The Tennessee Sampler Survey website states that their aim it to document and preserve Tennessee’s needlework heritage.

To quote the site

“The Tennessee Sampler Survey was founded as a not-for-profit organization in 2004. Our mission is to document and preserve Tennessee’s needlework heritage. Our research includes documenting Tennessee samplers made prior to 1900. As of May 2009, we have located 210 samplers, 153 of which can be proven as Tennessean”

Why so proud of documenting 153 proven Tennessean samplers?

According to the about page until recently textile scholars has assumed that sampler making was not practiced in the South hence the enthusiasm at locating 210 samplers

It is a very well designed site which sampler enthusiasts will enjoy. You can move your mouse over the images to view the samplers in greater detail.

There is also a blog associated with the project. It is simply called the Tennessee Sampler project it is an extremely interesting read.

2 Comments

  1. Hi Romilly
    Yes I agree as I have always thought it a strange claim too as I don’t know of any textile practice that does not involve a small practice piece at some stage of the learning process. I had assumed that in this particular discussion it meant a designed sampler that was more a piece of decoration than a cloth to learn stitches on. Different parts of the world interpret the word sampler slightly differently so I had assumed this is what they meant.

    Sharon B
  2. "According to the about page until recently textile scholars has assumed that sampler making was not practiced in the South hence the enthusiasm at locating 210 samplers"

    We had a lovely curator from the NC museum of history speak about samplers at one of our EGA meetings several years ago. She was strongly of the opinion that the idea that Southerners didn’t make samplers was pure bunk. She suggested several possible reasons for so few surviving Southern samplers.

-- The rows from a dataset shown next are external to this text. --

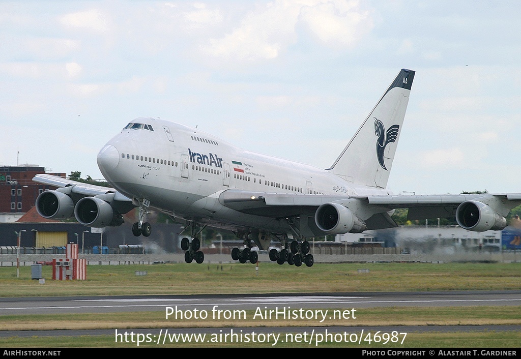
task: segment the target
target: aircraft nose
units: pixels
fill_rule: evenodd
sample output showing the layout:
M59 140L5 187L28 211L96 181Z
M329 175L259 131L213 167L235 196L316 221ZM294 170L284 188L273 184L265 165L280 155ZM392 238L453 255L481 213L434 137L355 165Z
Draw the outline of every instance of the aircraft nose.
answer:
M96 158L98 167L105 175L107 171L116 168L119 163L119 152L112 145L105 145L98 153Z

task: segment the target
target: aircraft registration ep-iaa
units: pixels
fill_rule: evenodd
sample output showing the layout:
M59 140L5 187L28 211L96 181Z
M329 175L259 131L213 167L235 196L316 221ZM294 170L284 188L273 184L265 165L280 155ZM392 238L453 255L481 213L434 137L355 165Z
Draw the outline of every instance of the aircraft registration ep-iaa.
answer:
M97 155L113 188L49 175L33 180L58 187L36 200L41 216L73 216L91 227L119 226L139 208L134 236L150 235L148 208L184 221L185 260L204 260L197 236L205 226L235 232L243 248L231 256L255 263L254 245L271 261L311 267L307 238L398 227L390 214L408 208L408 219L455 216L466 229L500 230L521 204L521 193L393 195L386 189L409 100L414 71L402 69L338 158L322 169L238 148L196 128L140 118L109 141Z

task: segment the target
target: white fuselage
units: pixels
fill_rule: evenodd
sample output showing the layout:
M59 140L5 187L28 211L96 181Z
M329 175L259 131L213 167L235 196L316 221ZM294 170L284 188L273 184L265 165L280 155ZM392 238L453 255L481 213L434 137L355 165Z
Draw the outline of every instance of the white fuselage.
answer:
M230 189L344 197L389 194L349 183L327 170L245 151L196 129L150 118L136 119L108 141L97 162L107 180L129 198L150 201L151 206L178 218L231 230L287 233L289 227L284 220L222 205L219 195Z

    1. A lot of them might have been used, along with so much of the textile history in the south, as bandages during the Civil War.
    2. The South is known for Heat. Humidity. Bugs. Not conducive to samplers surviving.
    3. Families in the South tend to KEEP things. The samplers that the museum has obtained have been stashed in the attics of local families that are still living in the same house – sometimes for many many decades before Great-great-great-great-great niece Abby decides to go through the boxes. And when they DO find them, most people don’t know just how important the textiles are to our history, and how rare.

    I am so glad to find that there is an organization like this in TN. It does, however, remind me that I meant to go talk to that curator and never got around to it… Hmmm.